Lektereenah recognized Chase immediately. “This is the eekoti visitor who came to Ponk’t and stirred up my kelke, talking with the Tailless, having ke’shoo with our women, fighting our tuk artists…why should I roam with this foreign scum?”
This made Iltereedah mad. “Because the eekoti knows how to rebuild the Uman machine. He knows how to re-create the Farpool. Treat him with respect. Ke’shoo and Ke’lee doesn’t only happen in Ponk’t.”
Chase was about to say something but Kloosee nudged him. Save it for later. Answer her questions. Don’t speak unless spoken too.
Jeez, she doesn’t look like the Queen of England, Chase thought, but he kept silent. Just keeping up with the roam was going to be hard enough.
They set out and in an hour were cruising over a rubbly plain black with silt and mud, surrounded by thousands of kelke from many kels singing the songs in unison.

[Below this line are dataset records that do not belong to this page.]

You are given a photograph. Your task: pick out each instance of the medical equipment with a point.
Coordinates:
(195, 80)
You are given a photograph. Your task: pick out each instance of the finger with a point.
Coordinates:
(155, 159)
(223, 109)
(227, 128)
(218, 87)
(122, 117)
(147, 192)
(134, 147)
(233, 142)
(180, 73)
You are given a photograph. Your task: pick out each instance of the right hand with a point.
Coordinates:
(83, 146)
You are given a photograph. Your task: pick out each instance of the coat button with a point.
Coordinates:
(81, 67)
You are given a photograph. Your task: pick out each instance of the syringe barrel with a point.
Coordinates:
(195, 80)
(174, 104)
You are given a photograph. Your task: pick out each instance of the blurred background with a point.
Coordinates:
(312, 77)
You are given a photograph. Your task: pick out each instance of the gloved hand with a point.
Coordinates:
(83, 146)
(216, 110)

Iltereedah made her appearance with her full court in tow. The vishtu formed swiftly as she paddled toward t
he head of the roam. A hush rolled through the crowd like a strong current and there was furious commotion behind them as the kelke pulled themselves together. Kloosee stole a pulse at the magnificent sight: the flanks curved out of range around the end of the valley and spread out into the Omt’orkel itself, in evenly stepped divisions. He imagined it as a massive seamother, poised to strike. A prodsman tapped him on the dorsal and told him to face the Metah with all pulses. From now on, he was expected to remain in flank with Chase and Pakma.
They set off at a slow pace and Shookengkloo Trench dwindled behind them; ahead, the southern limb of the Serpentines could barely be pulsed.

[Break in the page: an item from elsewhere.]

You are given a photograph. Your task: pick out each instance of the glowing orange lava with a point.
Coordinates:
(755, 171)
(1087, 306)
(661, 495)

Before he knew what was happening, Chase found himself roughly conveyed by a phalanx of burly prodsmen forward, up to the very head of the roam. There he found himself in the midst of all the Metahs, Iltereedah, Lektereenah, Okeemah, Oolandrah, all of them fronting the great vish’tu as it wound its way south by southwest.
Iltereedah spoke, her voice strong and powerful. Behind her, the Songs had fallen off to a rhythmic chant.
“Eekoti Chase, you came as a guest to Omt’or. Now we depend on you. Now we need you. You’ve become kelke with us. What can you tell us of this great machine we’ve acquired?”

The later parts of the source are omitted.